Tak Disangka

6.6K 384 17
                                    

"Aku tidak berharap pada siapapun. lagi,  yang aku harapkan sekarang adalah sembuh dari patah hati" -Vanya

Vanya menarik belanjaannya dari meja kasir. Entah kenapa dia membeli sebotol Cimory rasa strawberry dan sekotak biskuit rasa matcha.

Dia masih saja kepikiran tentang kejadian kemarin sore. Lalu dimalam harinya dia nggak bisa menyangkal kalau dia bakal nangis juga.

Karena menunggu seseorang yang hatinya buat siapa itu sangat sakit.

Vanya nggak tau hati David mengarah pada siapa. Vanya bukan cenayang yang bisa membaca pikiran orang.

Dia Cuma cewek biasa yang sedang mengalah untuk cinta.

Lalu dia membuka sebotol Cimory dan meminumnya.

Sekarang aku baru tau. Dulu, kamu minum Cimory dan aku nggak suka. Kamu sukabercanda, dan aku anggap kamu bawel. Kamu selalu mengajak aku ke tempat baru, tapi aku selalu nolak. Tapi aku baru sadarkalau Cimory itu rasanya enak. Bercanda juga buat hati orang senang. Pergi ke tempat baru agar aku nggak bosan. Aku rindu semua itu.

Akhirnya, kita ketemu juga.” Suara itu membuat Vanya menoleh ke belakang.

Seorang cewek tengah berdiri di belakangnya. Mata Vanya membulat saat tau Adela tengah berada di dekatnya. Cewek itu baik-baik saja.

“Lo Adela kan?” tanya Vanya pura-pura kaget..

“Hmm.” Gumam cewek itu mendekat kearahnya.

Malam-malam begini dan Adela sendirian. Vanya celingkungan ke kanan dan kiri mencari orang yang bersamanya. Cewek yang baru keluar dari rumah sakit dibiarkan sendirian?

“Gue sendirian.” Ucapnya sadar melihat tingkah Vanya.

Vanya mengangguk paham. Mereka memutuskan untuk duduk di depan mini market tersebut.

“Ada yang lo mau bicarain?” tanya Vanya.

“Thanks.”

“Hah?”

“Iya, makasih.” Kata Adela membuat Vanya semakin heran.

“Buat apa?”

“Makasih udah relaiin David buat gue.” Jawabnya dengan senang.
Entah mengapa rasa minuman yang tadinya manis itu kini menjadi tawar di mulutnya. Vanya menelannya perlahan. “Oh yang itu.”

“Iya yang itu. Gue bertrimakasih banget sama lo.
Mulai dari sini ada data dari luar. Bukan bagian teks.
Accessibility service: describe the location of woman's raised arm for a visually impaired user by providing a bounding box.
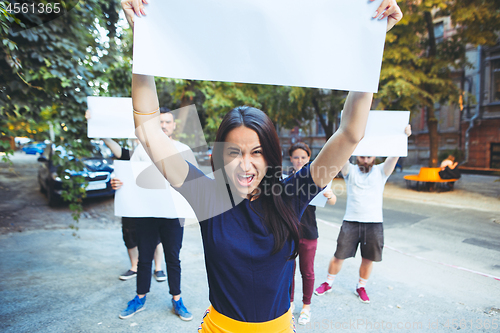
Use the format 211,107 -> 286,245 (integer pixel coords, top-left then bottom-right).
121,0 -> 189,187
311,92 -> 373,187
311,0 -> 403,187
Akhirnya lo sadar diri juga ya Van.” Adela tertawa renyah.

Vanya mengangguk kaku.

“Nggak tau kenapa gue yakin kalo David masih cinta sama gue. Buktinya dia temenin gue di rumah sakit kemarin selama ortu gue nggak ada. Dari situ gue yakin kalo kita masih ada kesempatan buat ngejalanin hubungan.”

Vanya menghela nafas. “Semoga.”

“Lo ngerasa nggak sih kalo David pacaran sama lo karena dia butuh pelampiasan?” tanya Adela lembut.

Deg.

Seketika jantung Vanya seakan berhenti total. David hanya menjadikannya sebagai bahan pelampiasannya.

Pantas saja saat Vanya ingin bertanya perihal Adela, David selalu menghindar.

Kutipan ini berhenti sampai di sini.